As Arden’s father took over the farm, it became his chore to grind feed each week. Memories of his father starting the Gade are clear in his mind. “There’s an art to running gas engines,” Arden says. “My dad wasn’t a big man. Before he used the hot-shot battery to start the engine, he adjusted the gas line, turning it down. He always turned the oiler to make sure it was dripping into the cylinder walls.” After that initial preparation, Arden’s father took hold of the engine’s flywheel, rolling it back to “backlash” it and make the ignition spark. “The engine would cough and wheeze until Dad caught it just right and then ‘boom,’ it would take off,” Arden says. “They called it a ‘breathing engine’ because it took two breaths between each cycle.”

As he grew older, Arden would plead with his dad to get rid of the old engine and bring in an electric one. “But he wouldn’t hear of it,” Arden says. “I know he kept using it up through 1972.”

Nearly 20 years ago, after Arden came back to the farm, he was approached about selling the Gade. Although the price was tempting, Arden turned it down. “The engine has been here for three generations,” he says. “I wasn’t ready to part with the family history that goes with it. I told that guy that it was a day two fools met: He was a fool to offer me so much money for it and I was a fool to turn it down.”

Some 15 years ago Dave Thompson, Beresford, South Dakota, approached Arden about selling the engine. Dave, a longtime collector, became interested in vintage farm equipment many years ago when he worked with Don Hines, a South Dakota prairie tractor collector.

“When I was working with Don, every time we went to pick up a tractor, we’d take back roads and look for old tractors in the trees on farmsteads,” Dave says. “Somehow Don knew Arden had this Gade engine, and he told me about it. That stuck in my head. I never forgot it.”

Thompson ran into Arden at a township meeting and was hauling gravel for Arden’s township when he stopped by the farm to visit with him. They discussed the Gade, but it was clear at the time that Arden intended to keep the engine.

“Recently, I thought maybe it was time to visit Arden again,” Dave says. “I figured some day, as the years went by, he’d be ready to part with the engine.” Dave’s hunch was correct. At just shy of 80 years old, Arden knows it’s unlikely that whoever buys his farm when he finally gives it up will be interested in preserving the old Gade engine. And as an only child who never married, he has few family members with an interest in preserving his family’s legacy.

“Dave assured me he plans to clean the machine up and use it to run some of his Sandwich corn shellers,” Arden says. “That will be a good way to preserve this piece of history for future generations.” Dave is delighted to not only add a quality piece to his collection, but maintain the history of it, as well. “You just don’t find many of these engines on the farm anymore, and certainly not the farm where they were originally used,” Dave says, adding. “Most vintage pieces are sold on auctions or estate sales. To find a piece liked this along with the story of how it was used is practically unheard of.”

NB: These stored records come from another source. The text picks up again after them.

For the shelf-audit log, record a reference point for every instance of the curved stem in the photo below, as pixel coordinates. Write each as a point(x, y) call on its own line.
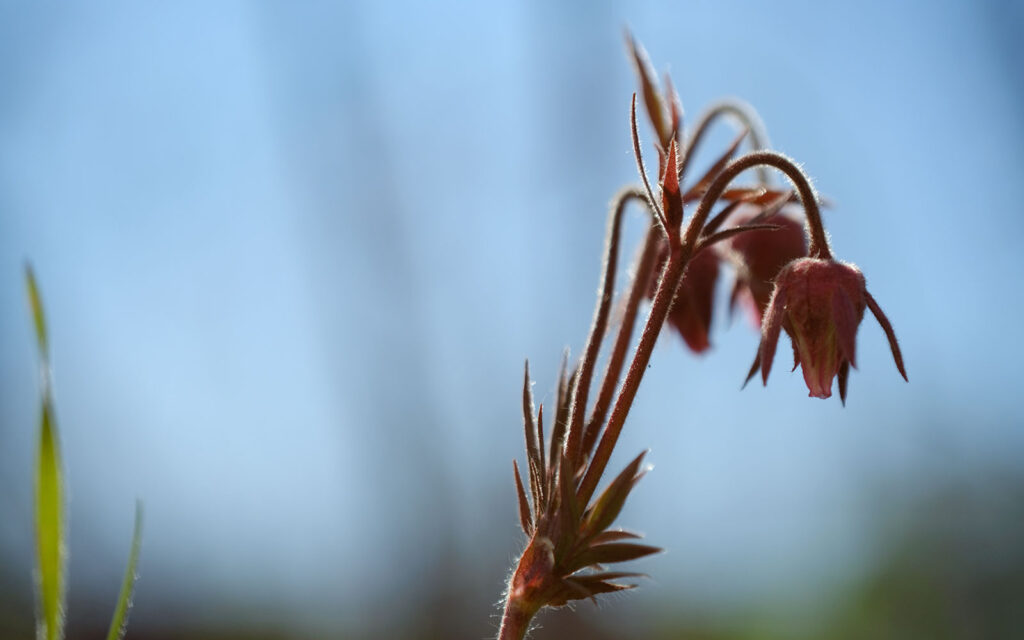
point(741, 112)
point(612, 373)
point(515, 622)
point(674, 267)
point(671, 276)
point(817, 245)
point(593, 348)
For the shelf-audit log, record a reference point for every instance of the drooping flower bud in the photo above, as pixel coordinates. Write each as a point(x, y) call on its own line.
point(820, 303)
point(760, 256)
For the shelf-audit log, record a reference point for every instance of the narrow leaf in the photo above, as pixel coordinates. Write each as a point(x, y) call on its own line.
point(606, 509)
point(609, 553)
point(890, 334)
point(640, 168)
point(613, 536)
point(566, 487)
point(524, 518)
point(38, 315)
point(119, 624)
point(718, 237)
point(712, 225)
point(844, 378)
point(50, 527)
point(757, 195)
point(532, 450)
point(651, 95)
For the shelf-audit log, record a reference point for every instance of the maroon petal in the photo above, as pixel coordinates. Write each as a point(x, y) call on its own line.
point(770, 329)
point(845, 317)
point(844, 376)
point(754, 368)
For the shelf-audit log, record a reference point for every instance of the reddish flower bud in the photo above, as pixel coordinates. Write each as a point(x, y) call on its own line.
point(691, 309)
point(820, 304)
point(760, 256)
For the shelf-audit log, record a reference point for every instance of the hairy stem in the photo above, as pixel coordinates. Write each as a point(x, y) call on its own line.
point(672, 275)
point(593, 348)
point(674, 268)
point(741, 112)
point(515, 622)
point(817, 241)
point(613, 371)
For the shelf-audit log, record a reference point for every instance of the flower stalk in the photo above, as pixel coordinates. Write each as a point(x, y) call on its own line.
point(570, 540)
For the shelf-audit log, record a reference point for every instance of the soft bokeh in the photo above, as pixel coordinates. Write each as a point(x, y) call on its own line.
point(294, 255)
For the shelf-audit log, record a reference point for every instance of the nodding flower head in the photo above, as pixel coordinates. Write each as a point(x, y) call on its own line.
point(820, 303)
point(691, 308)
point(759, 256)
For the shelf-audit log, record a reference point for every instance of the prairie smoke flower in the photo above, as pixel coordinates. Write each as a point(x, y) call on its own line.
point(820, 303)
point(759, 256)
point(691, 309)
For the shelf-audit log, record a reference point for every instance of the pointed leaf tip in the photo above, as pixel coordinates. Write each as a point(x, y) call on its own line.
point(525, 520)
point(609, 504)
point(119, 624)
point(50, 528)
point(890, 334)
point(38, 314)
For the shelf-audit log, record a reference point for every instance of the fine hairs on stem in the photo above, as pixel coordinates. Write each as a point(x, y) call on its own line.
point(570, 543)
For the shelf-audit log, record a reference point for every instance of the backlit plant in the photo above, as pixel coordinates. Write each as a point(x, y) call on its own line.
point(51, 521)
point(785, 275)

For his part, Arden is happy that both the engine and his family’s story will be available for other gas engine enthusiasts to enjoy. “This farm always seemed like home to me. Even though I left here for many years, I could never get that idea out of my system,” Arden says. “I spent a lot of time with that engine when I was growing up. It was a traditional piece in our family and now I know it will be used again.”